Liebste Menschen,

ich schreibe den Beitrag am frühen Freitagabend und freue mich schon aufs Fussballgucken.
Normalerweise sehe ich Fussball eher selten, aber bei internationalen Meisterschaften hole ich meine Gossengriti raus und verurteile den Schiri oder andere Spieler ohne Scham und lautstark vorm Fernseher, weil ich es natürlich viel besser kann…

Das Thema heute ist sehr berührend und komplex. Naja eigentlich ist es nur berührend und im Kern einfach. Einfach geht für uns Menschen jedoch nicht so leicht, weil unser Verstand noch so programmiert ist.

Das Leben hält für jeden von uns viele Herausforderungen zum Lernen bereit und hier geht es schon los mit der Eigenverantwortung. Kann ich die Herausforderung als solche sehen und mich der Aufgabe bewusst stellen oder sehe ich es als Strafe für was auch immer und gebe irgendjemandem oder irgendetwas die Schuld dafür?

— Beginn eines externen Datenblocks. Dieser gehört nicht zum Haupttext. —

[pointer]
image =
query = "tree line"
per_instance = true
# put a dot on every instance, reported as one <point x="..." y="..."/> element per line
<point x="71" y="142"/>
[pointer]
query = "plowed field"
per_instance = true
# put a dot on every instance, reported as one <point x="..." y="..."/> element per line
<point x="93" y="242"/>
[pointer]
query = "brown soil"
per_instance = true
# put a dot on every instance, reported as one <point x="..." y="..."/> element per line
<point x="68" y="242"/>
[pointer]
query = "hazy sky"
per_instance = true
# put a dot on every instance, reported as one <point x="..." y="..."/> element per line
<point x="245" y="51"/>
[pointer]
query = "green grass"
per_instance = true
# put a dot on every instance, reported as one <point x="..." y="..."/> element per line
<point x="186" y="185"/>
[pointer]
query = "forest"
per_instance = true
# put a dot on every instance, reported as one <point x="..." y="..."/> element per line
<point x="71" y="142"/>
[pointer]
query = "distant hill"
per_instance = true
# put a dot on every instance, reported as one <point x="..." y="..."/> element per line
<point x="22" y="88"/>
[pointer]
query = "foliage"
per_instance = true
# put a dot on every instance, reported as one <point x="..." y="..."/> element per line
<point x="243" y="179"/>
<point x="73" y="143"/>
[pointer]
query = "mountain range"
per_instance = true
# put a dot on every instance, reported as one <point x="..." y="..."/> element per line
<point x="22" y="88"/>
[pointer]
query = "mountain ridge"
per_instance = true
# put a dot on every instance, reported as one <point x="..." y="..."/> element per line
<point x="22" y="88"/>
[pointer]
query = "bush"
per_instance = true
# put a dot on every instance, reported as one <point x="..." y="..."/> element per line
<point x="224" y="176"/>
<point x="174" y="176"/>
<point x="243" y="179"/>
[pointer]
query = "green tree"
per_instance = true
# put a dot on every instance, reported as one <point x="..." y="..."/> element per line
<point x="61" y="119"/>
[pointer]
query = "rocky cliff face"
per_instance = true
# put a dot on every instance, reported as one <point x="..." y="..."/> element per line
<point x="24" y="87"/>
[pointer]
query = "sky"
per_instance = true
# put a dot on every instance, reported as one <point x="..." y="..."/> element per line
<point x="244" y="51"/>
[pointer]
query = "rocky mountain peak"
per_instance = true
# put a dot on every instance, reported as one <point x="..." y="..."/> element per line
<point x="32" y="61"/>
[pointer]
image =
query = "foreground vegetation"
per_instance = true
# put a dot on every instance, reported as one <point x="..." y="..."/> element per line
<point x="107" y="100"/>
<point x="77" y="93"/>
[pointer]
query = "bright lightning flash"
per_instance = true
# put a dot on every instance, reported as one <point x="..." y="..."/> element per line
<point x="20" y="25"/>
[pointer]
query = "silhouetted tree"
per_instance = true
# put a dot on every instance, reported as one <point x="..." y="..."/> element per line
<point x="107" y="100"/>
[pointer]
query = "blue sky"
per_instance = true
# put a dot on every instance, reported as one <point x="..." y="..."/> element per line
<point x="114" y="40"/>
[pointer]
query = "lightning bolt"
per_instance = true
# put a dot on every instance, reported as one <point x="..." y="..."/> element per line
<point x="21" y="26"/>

Bei der Arbeit mit dem inneren Kind dürfen wir, zum emotionalen Einstieg, gerne mal Schuld verteilen. Wir dürfen uns rückblickend unserer Wut, unserer Ohnmacht und all unserer unterdrückten Emotionen bewusst werden. Dafür ist es hilfreich, als emotionales Hilfsmittel, unsere Bezugspersonen in die Verantwortung zu nehmen.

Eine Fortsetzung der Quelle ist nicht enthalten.